Yes, what the fuck am I even talking about? It would have been so much tidier had I been able to simply type up the entirety of Bruce Boone’s “Remarks on Narrative: the Example of Robert Glück’s Poetry,” recently encountered, like, this morning, as I re-encounter The L=A=N=G=U=A=G=E Book. I don’t know what relationship the full text of Boone’s writing might finally have with Dana’s work, since what I encountered is an excerpt from a longer introduction to Glück’s book Family Poems, but certainly there’s some kind of uncanny geometry in returning here to Boone, whose My Walk Wth Bob is, Dana writes, “the wellspring of the poem you’re reading now.” There’s no exact correspondence in what I’m about to quote, which is exactly right because Typing Wild Speech is a book built on misprision and half rhymes, of squinting one’s eyes to bring the fuzzy halo around the string of Christmas lights into view, then snapping the eyes wide open to disperse that hazy vision. Plus, in a kind of slantwise way Boone brings me very close to this other thing I really want to say, so, ok:

“…we find that through some sleight of hand it is we ourselves who have become the narrator of the story, and through a linguistic ruse the subject of these stories has become only a conveniently transferable function. And the narrator has become the object of a new narration being told—this time—by ourselves. What the narrator seems to be claiming then is that it is the act of narrating itself that causes the narrative function to slip across the invisible bar of separation—from him to us …[Such] devices constitute a transfer of the subject from a local determination in the speaking narrator to a more profound and generalized function …. In a larger sense what the stories of this collection narrate is society itself, and the exchange system of this society as it continues to narrate only death … as it tells us the story that continues to constitute it… The poems may in this respect appear as bringing out a strongly judgmental or juridical aspect of this narrative function in a tradition which up to now has not adequately or politically appreciated it.”

Not to get all hyperbolic about it (then again, what else is the extended internet blurb for?) but that invisible bar of separation is overhot with action in Typing Wild Speech. Dana slips figure after figure across its invisible force of separation. Ourselves here is so many narrators, our faces superimposed on so many others. Theirs on ours.

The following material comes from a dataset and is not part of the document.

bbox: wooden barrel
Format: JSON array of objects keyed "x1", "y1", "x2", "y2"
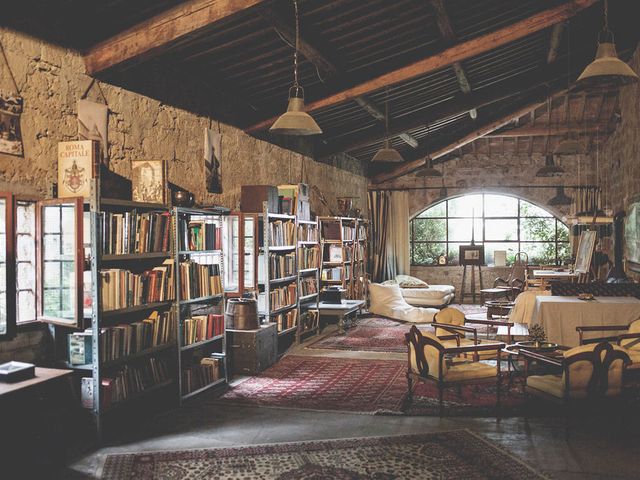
[{"x1": 224, "y1": 298, "x2": 259, "y2": 330}]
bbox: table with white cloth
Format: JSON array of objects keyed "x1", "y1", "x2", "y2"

And if what he brings into sight is, as Boone writes of Glück’s writing, the story that continues to constitute “the exchange system of this society as it continues to narrate only death,” Dana also does something that reminds me a lot of Juliana Spahr’s The Transformation, in articulating every complication and impossibility that stands between ourselves and some new narrative which might after all narrate something other than death. Coming right along behind death, more than traced, at moments actually visible, is a story of desire for what could be otherwise. As fearful and terrible as that is. As saying that is.

This book is for everyone who has ever wished it were otherwise. It: the person who died or went away. Capital. Gender. This book is for everyone who has ever tried to imagine it otherwise and failed. I am grateful to this book for naming that desire in such particularity, and naming with equal particularity everything that comes between that desire and us, many us, altogether. Grateful to this book for outlining the space of what might be imagined. For locating a desire, its body outlined not as in a crime scene, but a body in a chair surrounded by the broken glass of a pretty lamp, where one fell asleep and had a dream and broke the glass and woke up with an answer. And lost it again. And woke up. Alive if a little hungover.